Release Date: Oct. 2 (limited)
Director: Abel Ferrara
Writers: Abel Ferrara, David Linter, and Christ Zois
Cinematographers: David Hausen and Ken Kelsch
Studio/Run Time: Aliquot Films, 88 mins.


In 2007, the longtime manager of New York’s Chelsea Hotel, Stanley Bard, was forced from his position in an attempt at turning the sometime-bohemian paradise into a corporate edifice earning money from its historic status. It’s an interesting and ongoing story, one that director Abel Ferrara has been capturing on film as it’s been happening by speaking with many of the hotel’s current and past inhabitants about the building’s past and future and how much it’s affected them personally. Too bad that’s only a small portion of the ramshackle Chelsea on the Rocks, which only peripherally explores the current developments and as a result topples under the weight of its unfocused ambition.

Some of what Ferrara attempts with his documentary in both content and form almost works. Combining interviews, first-person exploration, found footage, recreation and any other technique available to him, the documentary comes together as a collage of ideas that fails to make up a unified whole. This allows Chelsea on the Rocks to drift with an almost stream-of-consciousness level of association, skipping between concepts with a level of whimsy that feels representative of the anarchic subject matter. In steadier hands, this is probably something that could be pulled off.

Unfortunately, Ferrara can’t hold all of his pieces together, creating a jumbled mess with no real structure and frequently unclear purposes. The best footage in the film, such as Janis Joplin breaking into “No More Cane on the Brazos,” is frequently surrounded by the worst, like Shanyn Leigh’s overacting while playing Joplin in a recreation. That no one in Chelsea is identified only adds to the mess, unless you’re extremely good at recognizing painters’ faces. As the film progresses, ideas jump in and out without ever being truly expanded on while aspects given great significance early on, such as Sid and Nancy’s tenure in the building, stop for no rhyme or reason.
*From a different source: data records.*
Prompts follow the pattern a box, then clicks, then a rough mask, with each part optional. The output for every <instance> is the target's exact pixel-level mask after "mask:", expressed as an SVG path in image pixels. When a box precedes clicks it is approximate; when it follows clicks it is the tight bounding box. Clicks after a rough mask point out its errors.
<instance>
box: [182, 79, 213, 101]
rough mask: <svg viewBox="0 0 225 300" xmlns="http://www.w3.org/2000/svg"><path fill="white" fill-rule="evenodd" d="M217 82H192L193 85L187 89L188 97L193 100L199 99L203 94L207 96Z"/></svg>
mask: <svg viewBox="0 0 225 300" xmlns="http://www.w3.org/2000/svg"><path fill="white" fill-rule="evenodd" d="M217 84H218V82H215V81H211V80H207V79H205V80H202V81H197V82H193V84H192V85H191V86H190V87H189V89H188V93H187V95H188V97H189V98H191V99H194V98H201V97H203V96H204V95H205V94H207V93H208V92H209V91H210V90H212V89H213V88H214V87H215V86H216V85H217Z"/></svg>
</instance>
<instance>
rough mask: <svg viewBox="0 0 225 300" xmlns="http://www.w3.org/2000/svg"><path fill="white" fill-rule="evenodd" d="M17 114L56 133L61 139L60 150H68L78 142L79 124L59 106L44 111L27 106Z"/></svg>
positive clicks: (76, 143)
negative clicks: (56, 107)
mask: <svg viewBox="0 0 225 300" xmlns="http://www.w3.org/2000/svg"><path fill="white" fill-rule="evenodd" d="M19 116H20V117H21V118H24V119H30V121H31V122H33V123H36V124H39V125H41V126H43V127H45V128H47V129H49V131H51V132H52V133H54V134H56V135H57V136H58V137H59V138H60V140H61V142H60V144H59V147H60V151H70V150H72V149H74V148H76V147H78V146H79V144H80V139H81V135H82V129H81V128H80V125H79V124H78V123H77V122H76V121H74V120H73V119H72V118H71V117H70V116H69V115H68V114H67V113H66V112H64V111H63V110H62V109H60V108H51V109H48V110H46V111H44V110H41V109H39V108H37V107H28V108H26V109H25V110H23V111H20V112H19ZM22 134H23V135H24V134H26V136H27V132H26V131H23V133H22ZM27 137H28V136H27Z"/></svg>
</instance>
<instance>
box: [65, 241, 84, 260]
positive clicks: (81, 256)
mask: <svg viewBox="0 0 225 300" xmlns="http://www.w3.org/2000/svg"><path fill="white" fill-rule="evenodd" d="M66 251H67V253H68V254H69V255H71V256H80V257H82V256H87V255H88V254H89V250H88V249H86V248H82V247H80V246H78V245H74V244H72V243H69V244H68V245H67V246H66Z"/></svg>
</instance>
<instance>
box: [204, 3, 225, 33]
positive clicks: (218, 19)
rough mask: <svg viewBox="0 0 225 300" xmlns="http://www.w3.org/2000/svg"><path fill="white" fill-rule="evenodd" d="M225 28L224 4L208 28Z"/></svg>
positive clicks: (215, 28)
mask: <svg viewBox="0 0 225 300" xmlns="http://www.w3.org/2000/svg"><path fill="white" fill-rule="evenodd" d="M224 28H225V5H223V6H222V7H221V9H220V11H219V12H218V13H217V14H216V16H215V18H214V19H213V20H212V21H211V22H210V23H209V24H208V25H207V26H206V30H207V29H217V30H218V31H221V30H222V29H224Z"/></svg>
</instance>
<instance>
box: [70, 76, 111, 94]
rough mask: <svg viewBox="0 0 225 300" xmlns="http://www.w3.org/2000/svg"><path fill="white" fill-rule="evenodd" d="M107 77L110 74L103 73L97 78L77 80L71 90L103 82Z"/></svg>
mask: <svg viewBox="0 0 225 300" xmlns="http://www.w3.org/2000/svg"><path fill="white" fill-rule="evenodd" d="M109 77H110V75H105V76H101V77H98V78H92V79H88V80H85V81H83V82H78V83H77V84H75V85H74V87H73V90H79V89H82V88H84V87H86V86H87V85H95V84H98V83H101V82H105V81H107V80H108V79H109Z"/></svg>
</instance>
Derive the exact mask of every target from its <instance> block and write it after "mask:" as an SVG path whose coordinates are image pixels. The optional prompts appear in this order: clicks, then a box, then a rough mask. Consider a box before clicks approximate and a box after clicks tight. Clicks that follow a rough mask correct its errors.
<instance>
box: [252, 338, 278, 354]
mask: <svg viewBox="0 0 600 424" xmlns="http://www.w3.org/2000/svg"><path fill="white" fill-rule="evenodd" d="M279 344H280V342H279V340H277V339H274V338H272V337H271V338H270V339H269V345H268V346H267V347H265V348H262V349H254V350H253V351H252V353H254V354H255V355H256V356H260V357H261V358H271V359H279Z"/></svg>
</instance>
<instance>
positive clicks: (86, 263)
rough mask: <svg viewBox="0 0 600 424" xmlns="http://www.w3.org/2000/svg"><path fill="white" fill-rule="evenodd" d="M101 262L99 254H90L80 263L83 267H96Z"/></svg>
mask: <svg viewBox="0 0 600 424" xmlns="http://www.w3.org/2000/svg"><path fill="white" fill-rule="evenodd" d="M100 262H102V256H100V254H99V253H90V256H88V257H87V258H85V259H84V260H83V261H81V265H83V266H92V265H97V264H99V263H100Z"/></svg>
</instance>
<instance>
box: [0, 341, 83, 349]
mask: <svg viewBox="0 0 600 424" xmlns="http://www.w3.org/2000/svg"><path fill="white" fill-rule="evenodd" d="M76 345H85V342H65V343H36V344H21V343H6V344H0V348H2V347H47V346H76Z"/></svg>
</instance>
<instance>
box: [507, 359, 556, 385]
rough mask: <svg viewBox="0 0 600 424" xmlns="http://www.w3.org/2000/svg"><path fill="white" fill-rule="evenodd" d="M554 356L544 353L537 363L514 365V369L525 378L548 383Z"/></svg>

In Chelsea’s 88 minutes there’s probably 44 minutes of pretty interesting coverage, especially when Ferrara makes his authorial presence in the film really felt by intruding into the interviews and footage. But the other 44 minutes more than balance this out and end up detracting from other portions through sheer confusion. In need of a re-edit like few other films, Chelsea on the Rocks isn’t so much bad as it is disappointing.